Layers of defense (outside in):
- No inbound ports on the home router. Cloudflare Tunnel is outbound-only.
- Cloudflare edge. TLS termination, DDoS protection, IP reputation filtering — all free.
- Tunnel ingress allowlist. Exactly one hostname routes to exactly one internal service. Everything else gets
http_status:404. - Python auth proxy. Bearer check (256-bit random), path allowlist (only
POST /api/embedandGET /healthz), body size cap (256KB), token-bucket rate limit. - Ollama bound to
127.0.0.1. Unreachable from the tunnel — only the proxy can talk to it. - Systemd hardening on the proxy:
DynamicUser,NoNewPrivileges,PrivateTmp,ProtectSystem=strict,ProtectHome.

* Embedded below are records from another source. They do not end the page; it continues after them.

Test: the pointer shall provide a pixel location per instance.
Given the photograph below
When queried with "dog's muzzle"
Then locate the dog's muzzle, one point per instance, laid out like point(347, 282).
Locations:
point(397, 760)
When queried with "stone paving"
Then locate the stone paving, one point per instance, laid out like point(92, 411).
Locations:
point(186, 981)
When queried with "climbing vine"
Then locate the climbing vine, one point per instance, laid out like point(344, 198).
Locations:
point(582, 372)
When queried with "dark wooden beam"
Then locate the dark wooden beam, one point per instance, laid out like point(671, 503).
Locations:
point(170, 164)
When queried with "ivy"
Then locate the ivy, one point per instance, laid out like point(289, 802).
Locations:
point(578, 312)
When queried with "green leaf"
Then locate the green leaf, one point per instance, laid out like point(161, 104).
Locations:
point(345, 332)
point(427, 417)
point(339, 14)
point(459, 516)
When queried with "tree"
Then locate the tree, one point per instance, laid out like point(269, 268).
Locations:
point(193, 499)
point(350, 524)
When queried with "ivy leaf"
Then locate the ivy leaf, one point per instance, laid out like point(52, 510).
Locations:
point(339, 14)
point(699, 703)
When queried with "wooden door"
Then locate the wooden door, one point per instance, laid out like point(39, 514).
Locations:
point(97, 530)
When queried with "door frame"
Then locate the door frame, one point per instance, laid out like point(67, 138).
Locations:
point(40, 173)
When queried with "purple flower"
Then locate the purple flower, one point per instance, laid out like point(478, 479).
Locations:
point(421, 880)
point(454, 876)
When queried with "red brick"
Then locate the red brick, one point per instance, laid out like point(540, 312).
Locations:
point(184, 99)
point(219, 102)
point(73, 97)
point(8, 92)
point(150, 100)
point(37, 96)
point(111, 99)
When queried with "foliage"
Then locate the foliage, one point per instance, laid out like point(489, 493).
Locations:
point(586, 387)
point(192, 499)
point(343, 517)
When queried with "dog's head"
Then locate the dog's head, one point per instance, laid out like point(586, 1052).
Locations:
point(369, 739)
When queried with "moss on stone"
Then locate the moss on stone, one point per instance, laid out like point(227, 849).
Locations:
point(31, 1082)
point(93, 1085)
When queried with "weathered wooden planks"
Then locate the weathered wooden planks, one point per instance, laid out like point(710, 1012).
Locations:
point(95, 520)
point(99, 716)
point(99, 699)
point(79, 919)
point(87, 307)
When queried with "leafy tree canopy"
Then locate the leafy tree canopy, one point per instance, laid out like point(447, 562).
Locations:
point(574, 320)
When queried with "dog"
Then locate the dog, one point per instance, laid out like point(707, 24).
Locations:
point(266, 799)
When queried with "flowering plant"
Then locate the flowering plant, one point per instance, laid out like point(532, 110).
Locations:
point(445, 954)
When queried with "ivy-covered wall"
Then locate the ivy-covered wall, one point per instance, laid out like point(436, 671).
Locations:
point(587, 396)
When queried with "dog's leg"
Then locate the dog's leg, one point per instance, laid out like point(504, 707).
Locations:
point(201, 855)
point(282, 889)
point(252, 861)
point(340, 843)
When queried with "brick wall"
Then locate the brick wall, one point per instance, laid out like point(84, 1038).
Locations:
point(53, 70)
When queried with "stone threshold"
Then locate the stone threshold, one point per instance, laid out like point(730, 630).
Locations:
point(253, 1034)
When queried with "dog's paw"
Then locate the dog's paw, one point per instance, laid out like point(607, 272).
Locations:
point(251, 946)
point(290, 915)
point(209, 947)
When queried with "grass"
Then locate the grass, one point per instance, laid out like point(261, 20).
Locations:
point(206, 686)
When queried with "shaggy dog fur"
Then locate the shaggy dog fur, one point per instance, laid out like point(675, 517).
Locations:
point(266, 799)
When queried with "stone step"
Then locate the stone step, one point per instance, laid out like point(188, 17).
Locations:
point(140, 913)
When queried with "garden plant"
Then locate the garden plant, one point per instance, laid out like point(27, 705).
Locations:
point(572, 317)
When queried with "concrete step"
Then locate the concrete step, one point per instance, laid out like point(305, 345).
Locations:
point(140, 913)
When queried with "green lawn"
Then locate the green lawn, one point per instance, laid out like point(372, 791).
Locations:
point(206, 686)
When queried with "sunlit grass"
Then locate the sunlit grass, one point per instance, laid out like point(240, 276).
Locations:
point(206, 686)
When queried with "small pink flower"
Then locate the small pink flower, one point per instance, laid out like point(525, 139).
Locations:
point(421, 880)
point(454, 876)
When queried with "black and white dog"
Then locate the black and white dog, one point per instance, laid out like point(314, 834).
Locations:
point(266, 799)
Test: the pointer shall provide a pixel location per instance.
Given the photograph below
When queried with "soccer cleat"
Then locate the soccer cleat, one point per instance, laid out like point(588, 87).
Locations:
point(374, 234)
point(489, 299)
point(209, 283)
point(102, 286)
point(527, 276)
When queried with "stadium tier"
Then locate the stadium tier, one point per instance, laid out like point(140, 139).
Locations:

Worst case if the bearer secret leaks: an attacker can generate embeddings (CPU DoS, capped by the rate limiter). They cannot reach SSH, LAN, other services, the filesystem, or other Ollama endpoints (chat, generate, pull). Mitigation: rotate the secret (see above).
Setup history
This infrastructure was stood up in one session on 2026-04-19. The commits that introduced it are on main:
feat(chat): self-host bge-m3 embeddings, drop OpenAI- Rate-limit proxy upgrades applied on the Pi only (not in git — proxy source is on the Pi).
The proxy's Python source is intentionally kept on the Pi rather than checked in, because it references nothing from the repo and belongs with the server, not the site.